Deserving or not, he faces a tough future. Arun will be processed in one of the camps set up all over Germany in former military bases, school gymnasiums, sports halls, even a former monastery. Yet, just like him, almost every male migrant I meet is optimistic.
Outside the Bayernkaserne camp, for instance, I meet Ali, who arrived eight days ago via Greece. He used to be a travel agent in Lahore, the cultural capital of Pakistan.
‘When I lost my job, I set out with six friends,’ he says. ‘There is every nation in the camp–a lot from Pakistan, like me. I chose Germany because they want us here.’
I dare not tell Ali this is not entirely true. Unless he is lucky, he won’t be given refugee status, as he is an economic migrant.
It is the same story when I meet Janaid Jamshad, a 25-year-old former student.
Also from Lahore, he has been here for ten days. ‘I came to Germany first in 2013 and they pushed me out again,’ he says with a laugh. ‘I came back when I heard Mrs Merkel was opening the doors. I have claimed asylum and they are processing my application. Because I am young, I hope they will take me.’
Not that everything is rosy for him now. ‘The camp is overflowing,’ he says. ‘I have just been to the doctor in the shopping centre because I have a headache. Even there, there are queues of migrants waiting. The doctors at the camp will only give one pill at a time. So we find other places for medical help, and pay for it.’

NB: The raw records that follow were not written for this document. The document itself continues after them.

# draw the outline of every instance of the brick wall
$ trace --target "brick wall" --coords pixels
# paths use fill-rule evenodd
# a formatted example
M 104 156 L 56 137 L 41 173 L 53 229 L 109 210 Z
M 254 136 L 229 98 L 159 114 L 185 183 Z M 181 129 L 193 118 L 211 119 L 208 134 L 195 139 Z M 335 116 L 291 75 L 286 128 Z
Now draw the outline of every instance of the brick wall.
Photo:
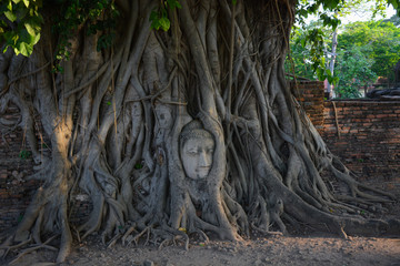
M 8 121 L 19 121 L 19 110 L 10 106 L 1 119 Z M 40 122 L 36 121 L 36 126 Z M 6 229 L 18 225 L 31 202 L 36 191 L 42 184 L 41 181 L 29 180 L 29 175 L 34 173 L 34 162 L 30 155 L 28 143 L 24 141 L 23 130 L 2 129 L 0 132 L 0 234 Z M 37 135 L 40 144 L 40 136 Z M 43 154 L 49 153 L 46 145 L 40 145 L 39 151 Z M 92 208 L 89 197 L 80 192 L 73 196 L 73 206 L 71 209 L 72 223 L 79 223 L 87 217 Z
M 311 122 L 320 132 L 323 129 L 323 82 L 292 81 L 290 86 Z
M 18 122 L 18 109 L 11 106 L 2 119 Z M 29 155 L 22 130 L 2 129 L 0 133 L 0 232 L 14 226 L 22 218 L 40 182 L 27 181 L 32 173 L 33 160 Z
M 382 176 L 400 185 L 400 101 L 326 102 L 321 135 L 361 178 Z
M 400 192 L 400 102 L 323 103 L 322 82 L 299 82 L 291 88 L 333 154 L 361 178 L 377 183 L 377 177 L 386 188 Z M 1 117 L 18 121 L 18 109 L 10 108 Z M 18 224 L 40 185 L 24 178 L 32 173 L 33 160 L 21 156 L 29 150 L 23 140 L 21 130 L 0 135 L 0 233 Z M 86 195 L 74 198 L 72 213 L 78 222 L 91 204 Z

Back in the Giessen curry house, I continue talking to asylum claimant Atif. ‘We think having children will help us,’ he says. ‘Our house is very big, and they give us money, too.’
I point out that Karachi, despite the political violence there, is not in a war zone.
He still hopes to persuade the authorities he is a genuine refugee, though, and hopes he won’t be returned to Pakistan because he now has no official national identity–in a deal with the smuggling gang, he handed them his own passport and those of his family when they arrived in Germany. They were the ‘payment’ in exchange for the family’s fake visas and will be used again to smuggle more customers into Europe.
‘My children deserve a better life than in Pakistan,’ says Atif. ‘They will grow up happy in Germany.’